Multiplier effect / networking
Auf unsere Initiative wurde in der Liechtensteinischen Industrie- und Handelskammer LIHK die Arbeitsgruppe "Pendelverkehr" etabliert. Etliche grosse Arbeitgeber inkl. INFICON arbeiten aktiv mit. Dank dieser Arbeitsgruppe ist Betriebliches Mobilitätsmanagement für viele Arbeitgeber zum Thema geworden; allerdings von vielen noch eher mit Argwohn betrachtet. Die breite Öffentlichkeitsarbeit hat zu einem Gedankenaustausch mit etlichen Arbeitgebern, Behörden, Kommunen und Hochschulen geführt.
Transferability
Zwar muss jeder Arbeitgeber "sein" spezifisches Modell entwickeln. Doch die wesentlichen Erfolgselemente sind übertragbar: der Arbeitgeber ist für den Arbeitsweg mitverantwortlich; Mobilitätsmanagement ist Teil des Qualitätswesens und somit Chefsache; eine multifunktionale Arbeitsgruppe mit Vorsitz durch GL-Mitglied; ein Mobilitäts-Club als Organisations- und Kommunikations-Plattform; ein Bouquet von Fördermassnahmen für den Fuss-/Radverkehr und kollektiven Verkehr; Parkraumbewirtschaftung.
Images
Mobilitätserhebung der Liechtensteinischen Industrie- & Handelskammer LIHK. INF=INFICON, P = produzierender Betrieb, D = Dienstleister. Die Wege zu Arbeitsplätzen in Liechtenstein werden im Durchschnitt etwa zu 5% zu Fuss und mit dem Fahrrad zurückgelegt(F&R-Verkehr), zu 20% mit kollektivem Verkehr (KV) (ÖV, Fahrgemeinschaft, Werkbus), zu 75% mit motorisiertem Individualverkehr (MIV)(95% Auto).
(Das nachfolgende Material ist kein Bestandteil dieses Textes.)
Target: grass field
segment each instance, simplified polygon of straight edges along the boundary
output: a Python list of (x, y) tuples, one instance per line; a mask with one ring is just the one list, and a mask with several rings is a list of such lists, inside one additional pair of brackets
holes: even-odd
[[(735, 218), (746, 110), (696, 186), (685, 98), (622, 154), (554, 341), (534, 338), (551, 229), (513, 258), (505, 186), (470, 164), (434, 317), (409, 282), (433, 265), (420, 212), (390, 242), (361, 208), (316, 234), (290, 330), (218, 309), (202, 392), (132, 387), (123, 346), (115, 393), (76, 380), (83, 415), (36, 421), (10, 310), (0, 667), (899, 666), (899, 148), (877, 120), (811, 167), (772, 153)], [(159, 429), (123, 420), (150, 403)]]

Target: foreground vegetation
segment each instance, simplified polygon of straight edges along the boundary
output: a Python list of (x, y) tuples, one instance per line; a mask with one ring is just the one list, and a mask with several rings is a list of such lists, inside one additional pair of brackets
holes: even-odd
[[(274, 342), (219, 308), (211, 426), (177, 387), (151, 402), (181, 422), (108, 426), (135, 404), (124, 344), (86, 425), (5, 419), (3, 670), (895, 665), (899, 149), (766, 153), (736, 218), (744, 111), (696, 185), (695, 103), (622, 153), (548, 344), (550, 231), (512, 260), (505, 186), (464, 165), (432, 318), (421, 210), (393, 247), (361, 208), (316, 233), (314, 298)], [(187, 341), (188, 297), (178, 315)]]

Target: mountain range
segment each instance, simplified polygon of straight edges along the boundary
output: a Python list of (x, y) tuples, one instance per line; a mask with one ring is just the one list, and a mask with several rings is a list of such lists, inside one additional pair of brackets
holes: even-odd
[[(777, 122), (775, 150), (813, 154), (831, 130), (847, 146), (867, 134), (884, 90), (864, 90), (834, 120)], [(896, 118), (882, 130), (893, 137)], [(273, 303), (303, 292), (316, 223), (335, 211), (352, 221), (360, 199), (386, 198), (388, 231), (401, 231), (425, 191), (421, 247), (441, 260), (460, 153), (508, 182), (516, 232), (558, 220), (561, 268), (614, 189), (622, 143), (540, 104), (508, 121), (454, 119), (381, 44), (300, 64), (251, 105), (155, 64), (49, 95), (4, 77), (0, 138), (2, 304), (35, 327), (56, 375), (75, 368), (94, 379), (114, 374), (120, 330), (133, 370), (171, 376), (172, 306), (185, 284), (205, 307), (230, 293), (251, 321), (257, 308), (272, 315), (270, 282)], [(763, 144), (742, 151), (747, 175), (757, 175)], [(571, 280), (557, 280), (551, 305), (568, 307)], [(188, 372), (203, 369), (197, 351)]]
Entwicklung des Modalsplits (Verkehrsmittelwahl) bei der INFICON AG. Andere = Fuss-/Rad- und kollektiver Verkehr. MIV = Auto und Motorrad.

Vor dem Eingang zur INFICON AG sind die überdachte Veloabstellanlage und das Auto von Mobility CarSharing Schweiz augenfällig. Ein Firmenfahrrad rundet das Bild ab.